By Arnold Kling
The level of family disruption in America is enormous compared to almost every other country in the developed world. Of course, out-of-wedlock births are as common in many European countries as they are in the United States. But the estimated percentage of 15-year-olds living with both of their biological parents is far lower in the United States than in Western Europe, because unmarried European parents are much more likely to raise children together. It is hard to exaggerate the chaotic conditions under which something like a third of American children are being raised — or to overstate the negative impact this disorder has on their academic achievement, social skills, and character formation. There are certainly heroic exceptions, but the sad fact is that most of these children could not possibly compete with their foreign counterparts.
…In a nation where about 40% of births occur outside of wedlock, many children will be left behind. Nonetheless, schools remain one of our primary policy instruments for enhancing both social mobility and our competitive position. They are essential to the task of balancing innovation and cohesion…We now need a new vision for schools that looks a lot more like Silicon Valley than Detroit: decentralized, entrepreneurial, and flexible.

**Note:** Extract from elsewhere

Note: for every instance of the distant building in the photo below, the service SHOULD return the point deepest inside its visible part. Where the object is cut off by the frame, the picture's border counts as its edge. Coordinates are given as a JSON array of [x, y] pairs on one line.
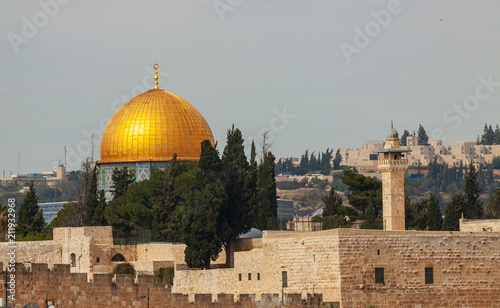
[[303, 224], [50, 209], [462, 152], [48, 177]]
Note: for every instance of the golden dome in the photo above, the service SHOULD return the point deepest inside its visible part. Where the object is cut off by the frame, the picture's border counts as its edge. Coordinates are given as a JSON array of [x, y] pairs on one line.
[[152, 127]]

…we should think of immigration as an opportunity to improve our stock of human capital. Once we have re-established control of our southern border, and as we preserve our commitment to political asylum, we should also set up recruiting offices looking for the best possible talent everywhere: from Mexico City to Beijing to Helsinki to Calcutta. Australia and Canada have demonstrated the practicality of skills-based immigration policies for many years. .. It would be great for America as a whole to have, say, 500,000 smart, motivated people move here each year with the intention of becoming citizens.
His essay dwells on the theme that economic innovation threatens social cohesion, a theme that can be found in Schumpeter, Fukuyama, Brink Lindsey, and no doubt many others.

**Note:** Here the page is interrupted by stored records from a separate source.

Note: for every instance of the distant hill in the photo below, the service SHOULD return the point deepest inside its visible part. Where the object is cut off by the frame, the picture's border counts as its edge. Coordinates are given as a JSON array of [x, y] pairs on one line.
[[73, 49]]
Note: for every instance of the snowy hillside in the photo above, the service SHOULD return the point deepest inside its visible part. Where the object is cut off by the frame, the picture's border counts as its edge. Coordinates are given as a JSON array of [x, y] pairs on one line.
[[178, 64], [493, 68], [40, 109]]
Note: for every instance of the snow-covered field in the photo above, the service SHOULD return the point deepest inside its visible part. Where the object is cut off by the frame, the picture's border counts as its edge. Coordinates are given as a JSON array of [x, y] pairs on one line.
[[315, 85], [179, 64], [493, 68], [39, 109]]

I find the issue interesting, but I find that I have little to say. I think that I know what economic innovation is, what its benefits are, and some of the conditions that foster and impede it. Book 1 (with Nick Schulz) reflects my thinking there.
But I do not know exactly what we mean by social cohesion. I mean, if you have a civil war, that would seem to represent a loss of cohesion, and clearly civil wars are very bad things. But beyond that, the concept has a vague, “I know it when I see it” connotation.
I think libertarians need to take a stand on the topic of social cohesion. If we do not think it is important, we have to say why. If we think that it is best promoted by libertarian means, we should say how. Serious people like James Manzi worry about social cohesion, so I think we owe them a response.
Note: WIll Wilkinson seems to be making social-cohesion arguments near the end of his post.